There are many more complex strategies for eliminating potential numbers, but most strategies rely on these simple means of exclusion and thinking one or two steps ahead in the search to see if the solution fits. This slightly non-deterministic approach to problem solving is one of the characteristics of sudoku puzzles that makes solving them so addictive.
Sudoku puzzles, in spite of their Japanese sounding name, was originally developed for publication in French newspapers in the late 19th century as a variation of more common magic number puzzles. The puzzle was refined and took its modern form in the United States in the later part of the 20th century, and became a world-wide phenomena after computer generated Sudoku puzzles became common around 2004.

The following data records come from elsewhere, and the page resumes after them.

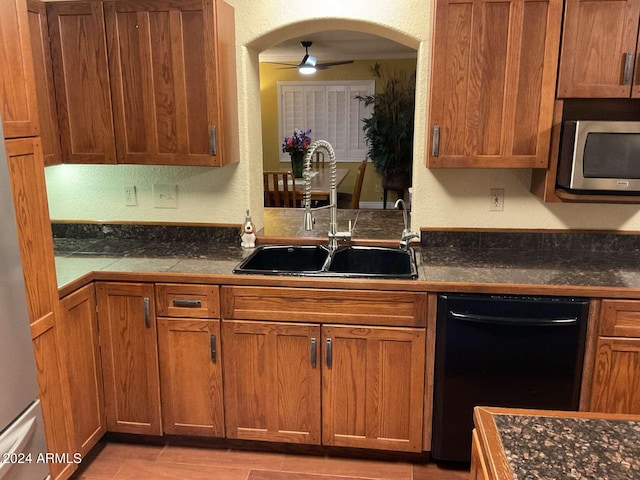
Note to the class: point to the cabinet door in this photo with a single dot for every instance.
(53, 394)
(493, 83)
(81, 73)
(191, 377)
(616, 383)
(272, 381)
(129, 351)
(18, 102)
(164, 64)
(49, 132)
(598, 48)
(373, 387)
(78, 327)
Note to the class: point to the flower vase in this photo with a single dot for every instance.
(297, 163)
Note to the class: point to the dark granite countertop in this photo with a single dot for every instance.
(449, 258)
(553, 448)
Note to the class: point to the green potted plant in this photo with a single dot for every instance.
(389, 129)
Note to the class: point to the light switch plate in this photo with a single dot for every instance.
(165, 196)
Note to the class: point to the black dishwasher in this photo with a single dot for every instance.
(503, 351)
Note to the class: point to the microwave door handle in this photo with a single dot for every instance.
(628, 68)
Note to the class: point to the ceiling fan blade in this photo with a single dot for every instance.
(289, 65)
(333, 64)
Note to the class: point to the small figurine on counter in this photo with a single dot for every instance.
(247, 235)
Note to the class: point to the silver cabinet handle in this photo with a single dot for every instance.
(435, 148)
(212, 139)
(147, 317)
(212, 345)
(187, 303)
(628, 68)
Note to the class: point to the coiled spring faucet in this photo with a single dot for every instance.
(334, 235)
(407, 234)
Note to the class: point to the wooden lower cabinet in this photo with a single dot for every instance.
(191, 376)
(616, 371)
(478, 465)
(78, 327)
(129, 351)
(272, 381)
(53, 394)
(373, 387)
(616, 383)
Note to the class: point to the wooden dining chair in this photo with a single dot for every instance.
(352, 200)
(280, 190)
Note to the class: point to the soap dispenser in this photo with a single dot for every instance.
(248, 235)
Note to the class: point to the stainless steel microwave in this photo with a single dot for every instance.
(600, 157)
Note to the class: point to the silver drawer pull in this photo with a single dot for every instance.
(212, 345)
(187, 303)
(435, 147)
(313, 352)
(147, 315)
(628, 68)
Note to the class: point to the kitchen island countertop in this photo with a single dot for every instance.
(546, 445)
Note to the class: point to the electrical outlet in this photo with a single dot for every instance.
(165, 196)
(130, 199)
(497, 199)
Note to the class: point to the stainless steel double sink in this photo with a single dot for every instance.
(319, 260)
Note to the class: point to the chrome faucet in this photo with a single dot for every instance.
(407, 235)
(334, 234)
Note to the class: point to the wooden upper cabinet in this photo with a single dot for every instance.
(79, 57)
(18, 104)
(493, 83)
(173, 93)
(26, 171)
(40, 46)
(599, 49)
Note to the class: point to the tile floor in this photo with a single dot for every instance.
(122, 461)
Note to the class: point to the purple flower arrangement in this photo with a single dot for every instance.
(298, 142)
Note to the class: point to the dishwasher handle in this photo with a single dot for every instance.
(516, 321)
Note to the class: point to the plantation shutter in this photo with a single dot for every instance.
(330, 110)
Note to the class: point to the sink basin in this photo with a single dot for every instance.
(317, 260)
(285, 260)
(381, 262)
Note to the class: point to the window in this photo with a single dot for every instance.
(330, 110)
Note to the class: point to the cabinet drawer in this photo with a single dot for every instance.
(183, 300)
(620, 318)
(361, 307)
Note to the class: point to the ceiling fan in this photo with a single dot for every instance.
(309, 65)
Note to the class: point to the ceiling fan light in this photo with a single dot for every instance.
(308, 65)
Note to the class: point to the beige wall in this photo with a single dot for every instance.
(271, 74)
(446, 198)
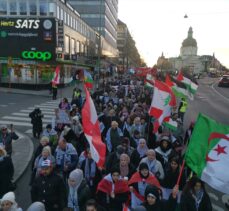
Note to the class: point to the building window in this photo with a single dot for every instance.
(67, 44)
(61, 14)
(13, 7)
(78, 47)
(3, 7)
(58, 12)
(43, 8)
(73, 46)
(52, 9)
(22, 8)
(33, 8)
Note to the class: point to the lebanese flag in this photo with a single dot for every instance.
(56, 77)
(208, 153)
(92, 131)
(162, 102)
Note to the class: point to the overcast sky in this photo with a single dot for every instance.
(159, 26)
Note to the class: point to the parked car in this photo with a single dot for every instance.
(224, 81)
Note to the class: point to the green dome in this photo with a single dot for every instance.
(189, 41)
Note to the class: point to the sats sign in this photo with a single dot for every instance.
(28, 38)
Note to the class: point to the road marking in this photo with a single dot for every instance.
(25, 119)
(213, 196)
(219, 92)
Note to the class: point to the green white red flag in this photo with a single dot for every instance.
(208, 153)
(162, 102)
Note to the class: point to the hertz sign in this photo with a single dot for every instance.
(28, 38)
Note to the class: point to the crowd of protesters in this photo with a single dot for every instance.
(141, 168)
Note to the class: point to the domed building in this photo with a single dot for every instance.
(188, 58)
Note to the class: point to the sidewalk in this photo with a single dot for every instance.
(22, 154)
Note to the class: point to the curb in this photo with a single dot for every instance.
(29, 156)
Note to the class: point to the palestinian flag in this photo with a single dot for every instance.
(172, 125)
(208, 153)
(88, 81)
(191, 86)
(162, 102)
(178, 88)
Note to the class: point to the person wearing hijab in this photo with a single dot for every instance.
(36, 206)
(112, 191)
(126, 168)
(194, 197)
(8, 203)
(153, 201)
(139, 182)
(139, 153)
(164, 151)
(79, 191)
(154, 165)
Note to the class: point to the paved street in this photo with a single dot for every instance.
(214, 102)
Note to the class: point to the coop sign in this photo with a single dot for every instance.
(37, 55)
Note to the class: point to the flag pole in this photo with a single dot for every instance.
(181, 172)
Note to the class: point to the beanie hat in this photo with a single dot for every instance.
(10, 196)
(36, 206)
(46, 163)
(143, 166)
(77, 176)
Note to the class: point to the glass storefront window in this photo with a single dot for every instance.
(43, 8)
(13, 7)
(33, 8)
(67, 44)
(23, 8)
(3, 7)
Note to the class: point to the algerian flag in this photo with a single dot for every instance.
(162, 102)
(178, 88)
(191, 86)
(172, 125)
(208, 152)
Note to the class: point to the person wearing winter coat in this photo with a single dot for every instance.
(91, 172)
(194, 196)
(36, 120)
(139, 182)
(6, 172)
(164, 151)
(171, 175)
(6, 138)
(153, 201)
(49, 188)
(79, 191)
(8, 203)
(139, 153)
(36, 206)
(154, 165)
(112, 191)
(66, 158)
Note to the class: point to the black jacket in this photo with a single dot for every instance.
(6, 174)
(51, 191)
(188, 203)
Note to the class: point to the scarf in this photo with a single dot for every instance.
(198, 198)
(90, 170)
(142, 151)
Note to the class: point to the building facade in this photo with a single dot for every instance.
(38, 35)
(102, 15)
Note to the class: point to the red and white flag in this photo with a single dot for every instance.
(162, 102)
(56, 77)
(92, 130)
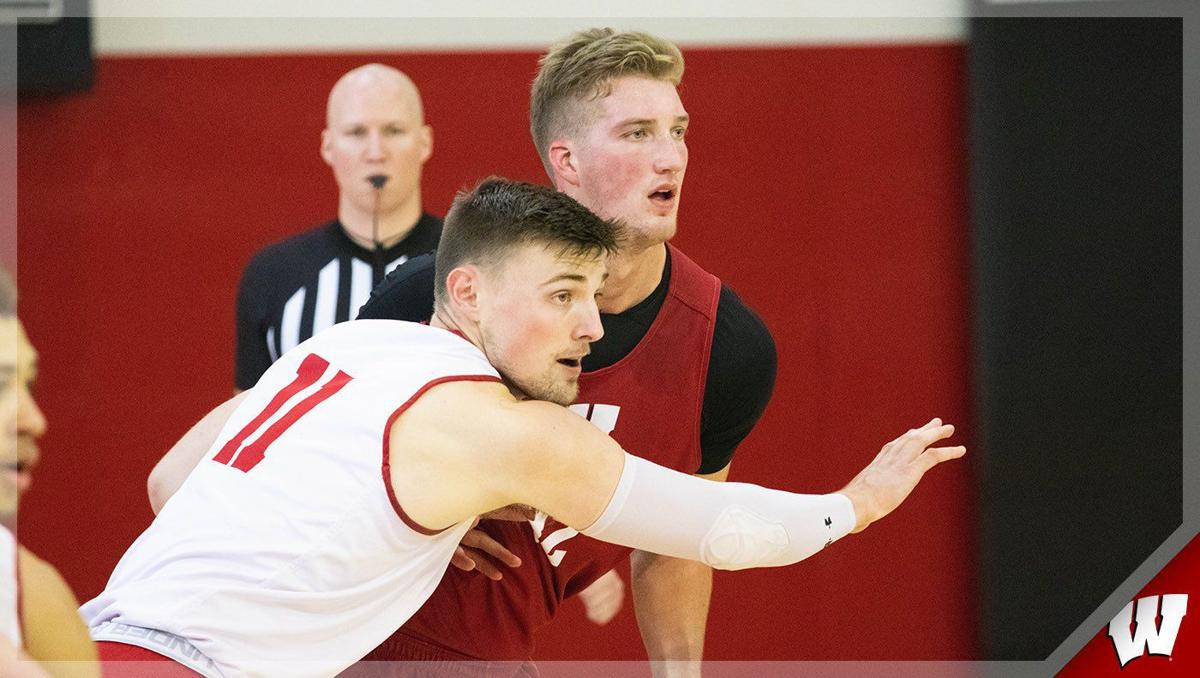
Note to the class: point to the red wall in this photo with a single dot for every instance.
(827, 186)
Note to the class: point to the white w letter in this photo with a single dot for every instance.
(1149, 635)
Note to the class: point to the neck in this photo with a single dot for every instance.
(393, 226)
(633, 276)
(445, 319)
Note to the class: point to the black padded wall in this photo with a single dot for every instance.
(1077, 150)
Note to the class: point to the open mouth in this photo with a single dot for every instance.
(664, 196)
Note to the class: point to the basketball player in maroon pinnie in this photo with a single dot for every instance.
(684, 369)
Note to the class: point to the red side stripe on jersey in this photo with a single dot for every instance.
(257, 450)
(310, 370)
(387, 443)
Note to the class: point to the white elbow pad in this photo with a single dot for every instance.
(729, 526)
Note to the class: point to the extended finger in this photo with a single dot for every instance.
(485, 567)
(934, 456)
(921, 438)
(483, 541)
(933, 423)
(460, 559)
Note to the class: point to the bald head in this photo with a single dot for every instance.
(376, 81)
(375, 126)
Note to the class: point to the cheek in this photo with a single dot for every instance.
(617, 178)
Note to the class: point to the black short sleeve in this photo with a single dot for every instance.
(252, 355)
(741, 378)
(406, 294)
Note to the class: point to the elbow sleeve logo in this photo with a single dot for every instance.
(741, 538)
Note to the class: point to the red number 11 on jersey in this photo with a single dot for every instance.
(310, 370)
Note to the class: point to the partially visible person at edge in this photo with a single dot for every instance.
(41, 633)
(684, 369)
(375, 127)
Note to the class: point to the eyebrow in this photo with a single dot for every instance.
(648, 120)
(573, 277)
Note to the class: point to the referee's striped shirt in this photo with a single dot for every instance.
(295, 288)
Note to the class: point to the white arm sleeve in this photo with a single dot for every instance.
(729, 526)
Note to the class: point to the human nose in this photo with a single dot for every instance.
(671, 155)
(589, 328)
(376, 148)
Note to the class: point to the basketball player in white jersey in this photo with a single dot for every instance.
(37, 611)
(336, 490)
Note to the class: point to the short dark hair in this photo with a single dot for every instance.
(485, 222)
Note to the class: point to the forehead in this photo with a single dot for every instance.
(16, 352)
(369, 99)
(639, 97)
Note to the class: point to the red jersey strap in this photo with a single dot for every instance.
(694, 286)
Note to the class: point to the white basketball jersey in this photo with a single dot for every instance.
(285, 552)
(10, 589)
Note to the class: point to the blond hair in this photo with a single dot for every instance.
(582, 69)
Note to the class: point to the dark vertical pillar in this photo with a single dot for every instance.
(1077, 172)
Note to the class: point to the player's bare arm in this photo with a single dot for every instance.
(173, 468)
(54, 633)
(448, 467)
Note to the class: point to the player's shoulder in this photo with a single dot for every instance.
(383, 345)
(741, 339)
(739, 322)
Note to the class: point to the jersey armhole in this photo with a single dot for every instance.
(387, 443)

Sudoku puzzles explore an interesting area of math called combinatorics and there are various contemporary research papers written about the complexity and solvability of sudoko problems with different characteristics. It has been proved that a sudoku problem that has exactly one solution must contain at least 17 clues (although not all 17 clue puzzle boards will be a valid sudoku or have unique solutions). The evil sudoku puzzle page here at DadsWorksheets.com contains a number of these 17 clue puzzles when you're ready for them!

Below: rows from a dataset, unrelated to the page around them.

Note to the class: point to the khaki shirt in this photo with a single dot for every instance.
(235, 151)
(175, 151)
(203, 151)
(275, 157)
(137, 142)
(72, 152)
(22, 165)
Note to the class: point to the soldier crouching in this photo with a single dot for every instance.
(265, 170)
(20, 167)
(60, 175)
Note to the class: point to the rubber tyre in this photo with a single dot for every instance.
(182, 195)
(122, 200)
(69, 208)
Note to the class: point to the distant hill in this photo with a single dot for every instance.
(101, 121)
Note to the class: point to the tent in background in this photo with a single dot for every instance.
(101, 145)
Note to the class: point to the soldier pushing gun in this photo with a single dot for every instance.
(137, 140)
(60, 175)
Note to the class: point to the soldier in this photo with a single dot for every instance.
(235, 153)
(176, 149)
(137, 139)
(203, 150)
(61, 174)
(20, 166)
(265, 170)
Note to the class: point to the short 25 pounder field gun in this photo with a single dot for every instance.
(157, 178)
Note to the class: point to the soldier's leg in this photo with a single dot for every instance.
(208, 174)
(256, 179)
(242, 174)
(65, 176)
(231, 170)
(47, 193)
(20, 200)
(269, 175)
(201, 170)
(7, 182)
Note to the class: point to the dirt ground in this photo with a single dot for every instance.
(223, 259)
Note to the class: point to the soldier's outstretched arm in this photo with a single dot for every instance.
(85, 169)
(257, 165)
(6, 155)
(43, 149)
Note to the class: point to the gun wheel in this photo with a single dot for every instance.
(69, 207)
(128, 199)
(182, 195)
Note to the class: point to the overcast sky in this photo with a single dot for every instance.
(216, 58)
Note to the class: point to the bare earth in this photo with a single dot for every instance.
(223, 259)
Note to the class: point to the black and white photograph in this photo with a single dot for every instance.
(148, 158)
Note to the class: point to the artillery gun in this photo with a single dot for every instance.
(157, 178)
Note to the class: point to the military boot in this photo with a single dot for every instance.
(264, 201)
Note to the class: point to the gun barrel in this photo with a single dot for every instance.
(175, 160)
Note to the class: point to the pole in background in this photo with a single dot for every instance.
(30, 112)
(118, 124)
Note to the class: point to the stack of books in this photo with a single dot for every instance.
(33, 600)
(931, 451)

Given the popularity of sudoku puzzles and the rise in computer algorithms for generating and solving sudokus, it is no surprise that many variations have arisen beyond. The Samurai Sudoku puzzles on this page are one variation where multiple 9x9 sudoku grids are joined together to form a larger puzzle. In terms of difficulty, these puzzles individually are not harder than the traditional sudoku puzzles that form them, but solving the larger puzzle grid is definitely a larger undertaking and many of them are beautiful.
For younger puzzle players, the sudoku for kids section has a 4x4 variation on the sudoku problem that will build the same puzzle solving skills necessary for solving adult sized sudoku puzzles later. Introduce your kids to these, then move on to the easy sudoku puzzle pages and they'll be just as excited about sudoku as you are!